It is well known that 2D Ising model at critical point can be described by a 2D CFT. The CFT is identical to free Majorana fermions. It has three primary operators namely
The identity.
The Ising spin $\sigma$ with weight $(1/16, 1/16)$.
The energy density $\epsilon$ with weight $(1/2, 1/2)$.
As far as I understand these are global i.e, $SL(2,R)$ primaries. But 2D CFTs have larger symmetry group - Virasoro group. What are those Virasoro primaries?

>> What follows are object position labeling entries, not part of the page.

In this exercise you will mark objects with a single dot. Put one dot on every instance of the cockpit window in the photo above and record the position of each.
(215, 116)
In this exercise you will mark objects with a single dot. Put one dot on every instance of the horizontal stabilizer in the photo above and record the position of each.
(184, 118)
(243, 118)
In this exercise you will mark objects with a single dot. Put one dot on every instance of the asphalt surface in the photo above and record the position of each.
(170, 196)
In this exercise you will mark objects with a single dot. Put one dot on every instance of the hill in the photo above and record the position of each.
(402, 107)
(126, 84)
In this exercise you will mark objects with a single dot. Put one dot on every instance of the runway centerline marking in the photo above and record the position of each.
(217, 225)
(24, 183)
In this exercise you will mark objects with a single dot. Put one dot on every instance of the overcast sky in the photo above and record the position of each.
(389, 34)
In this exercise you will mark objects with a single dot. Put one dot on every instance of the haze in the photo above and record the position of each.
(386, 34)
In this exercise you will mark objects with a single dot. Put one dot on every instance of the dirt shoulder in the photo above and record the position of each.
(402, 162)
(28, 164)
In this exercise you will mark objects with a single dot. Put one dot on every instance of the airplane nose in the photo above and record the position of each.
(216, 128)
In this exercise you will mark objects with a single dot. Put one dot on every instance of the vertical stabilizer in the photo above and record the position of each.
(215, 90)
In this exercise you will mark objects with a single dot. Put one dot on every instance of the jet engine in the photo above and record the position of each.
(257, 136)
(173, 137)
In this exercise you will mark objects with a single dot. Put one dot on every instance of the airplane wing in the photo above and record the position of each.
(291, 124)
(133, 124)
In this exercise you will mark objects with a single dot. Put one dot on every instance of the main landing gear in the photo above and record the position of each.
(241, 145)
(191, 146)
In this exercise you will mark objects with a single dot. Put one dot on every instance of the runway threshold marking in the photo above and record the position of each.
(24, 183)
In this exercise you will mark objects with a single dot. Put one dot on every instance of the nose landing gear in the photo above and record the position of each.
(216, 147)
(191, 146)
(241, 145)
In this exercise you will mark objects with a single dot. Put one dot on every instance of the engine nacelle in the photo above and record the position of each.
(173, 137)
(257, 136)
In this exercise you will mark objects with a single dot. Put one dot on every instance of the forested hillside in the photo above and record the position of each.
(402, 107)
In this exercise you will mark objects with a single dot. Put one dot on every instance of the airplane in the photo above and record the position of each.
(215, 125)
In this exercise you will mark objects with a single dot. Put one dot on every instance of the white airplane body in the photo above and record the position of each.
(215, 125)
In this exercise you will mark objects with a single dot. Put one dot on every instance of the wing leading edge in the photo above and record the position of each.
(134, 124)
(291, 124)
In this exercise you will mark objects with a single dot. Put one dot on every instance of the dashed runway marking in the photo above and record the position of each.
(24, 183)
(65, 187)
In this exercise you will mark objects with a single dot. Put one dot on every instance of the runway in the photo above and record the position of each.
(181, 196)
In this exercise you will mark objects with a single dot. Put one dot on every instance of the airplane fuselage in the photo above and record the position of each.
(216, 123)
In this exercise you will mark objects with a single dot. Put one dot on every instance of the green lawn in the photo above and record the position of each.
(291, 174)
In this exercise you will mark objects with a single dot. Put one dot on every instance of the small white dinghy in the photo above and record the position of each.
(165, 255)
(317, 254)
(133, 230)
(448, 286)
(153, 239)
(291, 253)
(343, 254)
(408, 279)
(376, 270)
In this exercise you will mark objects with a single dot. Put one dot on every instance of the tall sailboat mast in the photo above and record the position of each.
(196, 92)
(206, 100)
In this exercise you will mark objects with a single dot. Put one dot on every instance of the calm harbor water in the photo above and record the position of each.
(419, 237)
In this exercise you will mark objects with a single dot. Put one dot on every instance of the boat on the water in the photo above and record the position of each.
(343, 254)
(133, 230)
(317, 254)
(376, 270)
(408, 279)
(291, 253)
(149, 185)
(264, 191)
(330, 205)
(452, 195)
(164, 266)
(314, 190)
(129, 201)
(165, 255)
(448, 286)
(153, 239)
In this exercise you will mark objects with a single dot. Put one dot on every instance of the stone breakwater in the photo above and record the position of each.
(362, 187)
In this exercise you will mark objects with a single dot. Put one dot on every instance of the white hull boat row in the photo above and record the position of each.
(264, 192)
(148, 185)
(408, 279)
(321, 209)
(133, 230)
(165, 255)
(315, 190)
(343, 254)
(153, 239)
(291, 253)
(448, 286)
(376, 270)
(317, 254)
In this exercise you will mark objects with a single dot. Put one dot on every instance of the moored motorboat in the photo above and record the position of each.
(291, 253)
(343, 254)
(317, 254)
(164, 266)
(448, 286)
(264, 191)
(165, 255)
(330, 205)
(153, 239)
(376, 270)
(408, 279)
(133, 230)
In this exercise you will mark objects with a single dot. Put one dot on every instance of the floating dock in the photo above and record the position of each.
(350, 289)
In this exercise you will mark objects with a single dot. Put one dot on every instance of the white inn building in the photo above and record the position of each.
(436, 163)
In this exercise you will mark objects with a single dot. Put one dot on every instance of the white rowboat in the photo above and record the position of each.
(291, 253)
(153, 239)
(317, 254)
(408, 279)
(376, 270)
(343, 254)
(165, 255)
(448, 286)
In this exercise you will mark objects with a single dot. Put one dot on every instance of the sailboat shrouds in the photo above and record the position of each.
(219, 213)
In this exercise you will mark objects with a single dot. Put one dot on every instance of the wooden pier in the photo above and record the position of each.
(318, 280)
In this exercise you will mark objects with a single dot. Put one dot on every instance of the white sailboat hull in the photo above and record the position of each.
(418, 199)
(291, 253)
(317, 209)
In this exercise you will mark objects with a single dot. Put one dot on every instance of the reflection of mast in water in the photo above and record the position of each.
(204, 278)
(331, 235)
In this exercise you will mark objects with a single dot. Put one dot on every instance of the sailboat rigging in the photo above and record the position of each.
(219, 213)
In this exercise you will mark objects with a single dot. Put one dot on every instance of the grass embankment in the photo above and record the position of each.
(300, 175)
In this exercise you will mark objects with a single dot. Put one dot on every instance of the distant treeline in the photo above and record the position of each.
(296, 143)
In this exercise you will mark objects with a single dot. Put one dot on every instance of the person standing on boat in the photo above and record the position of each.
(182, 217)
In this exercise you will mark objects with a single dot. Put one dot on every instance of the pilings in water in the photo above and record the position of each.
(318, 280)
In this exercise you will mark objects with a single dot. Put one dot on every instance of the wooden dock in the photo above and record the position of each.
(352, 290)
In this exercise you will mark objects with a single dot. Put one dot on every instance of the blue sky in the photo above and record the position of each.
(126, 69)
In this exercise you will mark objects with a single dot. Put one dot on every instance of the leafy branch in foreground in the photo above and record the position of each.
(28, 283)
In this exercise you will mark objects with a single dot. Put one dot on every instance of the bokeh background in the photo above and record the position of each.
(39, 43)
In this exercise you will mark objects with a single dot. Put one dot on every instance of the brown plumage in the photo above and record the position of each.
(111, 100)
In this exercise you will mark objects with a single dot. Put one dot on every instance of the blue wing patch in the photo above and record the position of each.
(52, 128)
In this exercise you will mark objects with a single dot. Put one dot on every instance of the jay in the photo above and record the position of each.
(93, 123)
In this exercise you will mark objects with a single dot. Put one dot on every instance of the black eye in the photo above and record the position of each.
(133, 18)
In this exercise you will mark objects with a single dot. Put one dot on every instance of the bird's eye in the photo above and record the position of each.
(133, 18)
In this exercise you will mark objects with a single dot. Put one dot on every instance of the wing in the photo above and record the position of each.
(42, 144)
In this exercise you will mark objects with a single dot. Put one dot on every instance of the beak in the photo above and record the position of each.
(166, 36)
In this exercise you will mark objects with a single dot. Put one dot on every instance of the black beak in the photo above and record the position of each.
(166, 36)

The three fields that you mention are indeed Virasoro primaries, i.e. they are eigenvectors of the Virasoro generators $L_0,\bar L_0$ and are killed by $L_{n>0},\bar L_{n>0}$. Therefore they are also $SL(2)$ primaries (in other words quasi-primaries), because in particular they are killed by $L_1, \bar L_1$, i.e. by those Virasoro annihilation modes that belong to the Lie algebra of $SL(2)$. These three fields are the only Virasoro primary fields in the model. However, there exist infinitely many other $SL(2)$ primary fields, because a number of Virasoro descendent fields are killed by $L_1,\bar L_1$ (but not by $L_{n>1},\bar L_{n>1}$).
In other words, there are fewer primary fields with respect to the larger algebra (Virasoro) than with respect to its subalgebra ($SL(2)$).